As I reach the twilight of my clinical career, I have had an opportunity to reflect on my time as a GP and recall patients and clinical encounters that have had a lasting effect on me at least to the extent that I have been able to readily recall the encounter and subsequently to make some sense of it.  I believe I have been able to recall these events because they have generated an emotional response which has varied in nature and intensity, and has remained indelibly imprinted in my psyche.  These responses (on the part of the patient or on my part) have included the following, for convenience, in alphabetical order: anger, acceptance, betrayal, confusion, denial, despair, elation, frustration, gratitude, guilt, happiness, hope, humour, indifference, joy, outrage, pathos, resignation, resilience, shame.

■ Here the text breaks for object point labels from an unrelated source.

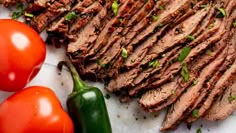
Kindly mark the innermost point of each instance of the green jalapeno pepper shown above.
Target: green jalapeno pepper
(86, 105)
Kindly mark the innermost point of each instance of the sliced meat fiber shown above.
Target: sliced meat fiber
(142, 13)
(123, 21)
(38, 5)
(89, 33)
(57, 8)
(159, 79)
(163, 63)
(208, 87)
(124, 79)
(145, 73)
(109, 28)
(200, 104)
(166, 94)
(188, 98)
(174, 10)
(149, 42)
(136, 29)
(64, 27)
(115, 57)
(7, 3)
(223, 106)
(224, 81)
(113, 70)
(176, 35)
(62, 30)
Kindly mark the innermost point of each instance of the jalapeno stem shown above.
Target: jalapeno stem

This book of short stories, based on real but de-identified clinical encounters, is designed to capture aspects of patients’ stories, their emotional response and to explore my own parallel response as their treating doctor.  As GP readers engage with these stories I believe that they will experience a sense of familiarity and a sense  that my emotional responses are by no means unique.  All GPs will at some time experience similar responses triggered by a variety of clinical encounters.  That is why I have given the book the title “There is a lot of it going around.” A GP’s Odyssey.. Not all responses will be the same.  We are after all different.

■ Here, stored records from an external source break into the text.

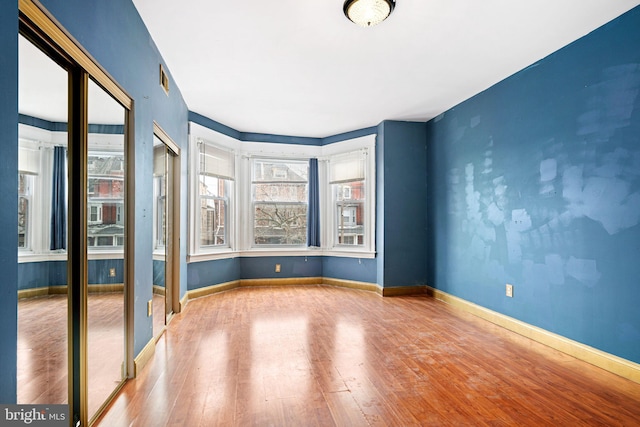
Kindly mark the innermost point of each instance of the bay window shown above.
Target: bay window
(280, 201)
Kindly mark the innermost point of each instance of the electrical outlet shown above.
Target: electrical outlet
(509, 290)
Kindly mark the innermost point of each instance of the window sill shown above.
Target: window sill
(279, 252)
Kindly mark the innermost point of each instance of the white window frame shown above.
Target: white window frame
(197, 252)
(366, 145)
(254, 202)
(39, 240)
(241, 208)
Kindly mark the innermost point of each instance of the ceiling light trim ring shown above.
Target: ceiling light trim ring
(368, 13)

These cases have previously been published on a monthly basis between 2016-2018 in “Medical Republic”.  I wish to thank that journal and its editor Grant Holloway for giving me permission to publish them in this format.  I also wish to thank my colleague, mentor and friend Professor John Murtagh for agreeing to write the foreword to this book. 

Leon Piterman AM



1            Muscle Soreness?


Maria and Giuseppe had been long standing patients of the clinic.  I took over their care when my colleague retired.  They were in their 50s when I first met them.  Giuseppe was a bricklayer and apart from occasional back pain and problems with an arthritic knee he rarely attended.  He was a solid, burley looking man, seldom cleanly shaven, had the large roughened hands of a seasoned bricklayer and an evasive demeanor.  Maria was a more frequent attender.  She was slim, always neatly dressed, softly spoken.  She ran a small clothing repair business from home.  Her son and daughter were married and had left home.  She had mild hypertension which required medication, had regular Pap smears, mammograms and flu shots.  What troubled me most were her peculiar muscle aches and pains for which I could not find a cause.  On some occasions when I examined her the pains were accompanied by bruises and I wondered if she may have a form of vasculitis.  Repeated tests for inflammatory muscular, joint or vascular conditions were normal.  She looked well, generally felt well and denied any emotional problems.

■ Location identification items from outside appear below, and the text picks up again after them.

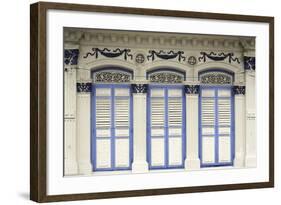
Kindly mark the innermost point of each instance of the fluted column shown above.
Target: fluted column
(240, 120)
(84, 127)
(251, 141)
(140, 164)
(192, 161)
(70, 151)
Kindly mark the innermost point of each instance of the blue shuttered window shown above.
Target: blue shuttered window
(111, 127)
(216, 126)
(166, 127)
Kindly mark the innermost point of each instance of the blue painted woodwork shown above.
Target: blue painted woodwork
(112, 137)
(166, 127)
(217, 135)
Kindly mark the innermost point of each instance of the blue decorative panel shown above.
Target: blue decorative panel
(216, 126)
(110, 53)
(139, 88)
(218, 57)
(166, 55)
(239, 90)
(84, 87)
(111, 127)
(71, 56)
(166, 146)
(191, 89)
(249, 63)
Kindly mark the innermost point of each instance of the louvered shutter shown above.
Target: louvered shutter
(112, 127)
(103, 127)
(157, 131)
(122, 126)
(216, 125)
(175, 126)
(224, 125)
(166, 127)
(208, 125)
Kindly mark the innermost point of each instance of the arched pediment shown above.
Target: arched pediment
(216, 77)
(112, 74)
(165, 75)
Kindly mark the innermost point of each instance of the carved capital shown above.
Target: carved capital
(191, 89)
(139, 88)
(71, 56)
(249, 63)
(239, 90)
(84, 87)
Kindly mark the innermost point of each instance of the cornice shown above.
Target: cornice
(157, 40)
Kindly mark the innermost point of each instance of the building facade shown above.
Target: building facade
(143, 101)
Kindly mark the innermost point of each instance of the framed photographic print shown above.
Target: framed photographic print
(133, 102)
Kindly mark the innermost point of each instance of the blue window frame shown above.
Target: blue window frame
(166, 126)
(216, 126)
(112, 128)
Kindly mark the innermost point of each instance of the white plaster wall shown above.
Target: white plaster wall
(89, 64)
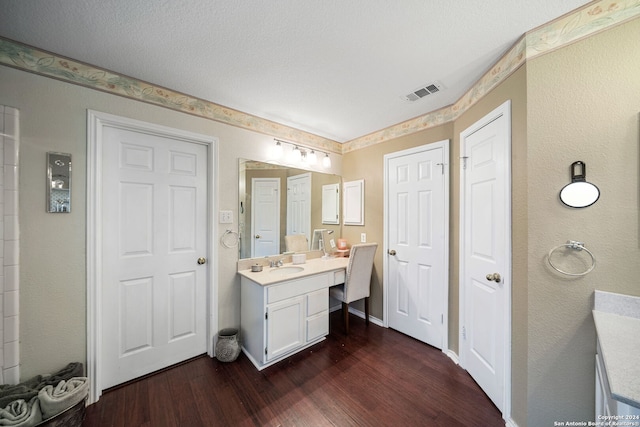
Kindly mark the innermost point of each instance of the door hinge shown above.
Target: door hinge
(464, 161)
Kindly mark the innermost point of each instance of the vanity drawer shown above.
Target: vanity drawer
(317, 301)
(296, 287)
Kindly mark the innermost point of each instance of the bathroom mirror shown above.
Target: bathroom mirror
(276, 206)
(58, 183)
(579, 193)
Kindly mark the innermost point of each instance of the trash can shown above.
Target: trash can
(228, 346)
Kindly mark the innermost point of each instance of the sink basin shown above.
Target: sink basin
(284, 271)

Having remained diagnostically destitute for over a year I suggested she see a rheumatologist.  He was so impressed at clinching the diagnosis he felt compelled to phone me.

Maria was being physically abused by her husband and this had gone on for over 20 years.  He had a drinking problem and when inebriated he became violent.  The muscle aches and pains and occasional bruises were the aftermath of the abuse. 

Maria was too embarrassed to tell me because I also looked after her husband and she thought I would raise the matter with him which would make matters worse for her.  She felt comfortable in telling the specialist.  She was unaware that I was bound by patient confidentiality.  This was a secret she could not share with me.

So much for Family Medicine!  I felt hopelessly inadequate.  Should I have asked the right questions and even if I had been insightful enough to do so would I have received truthful answers?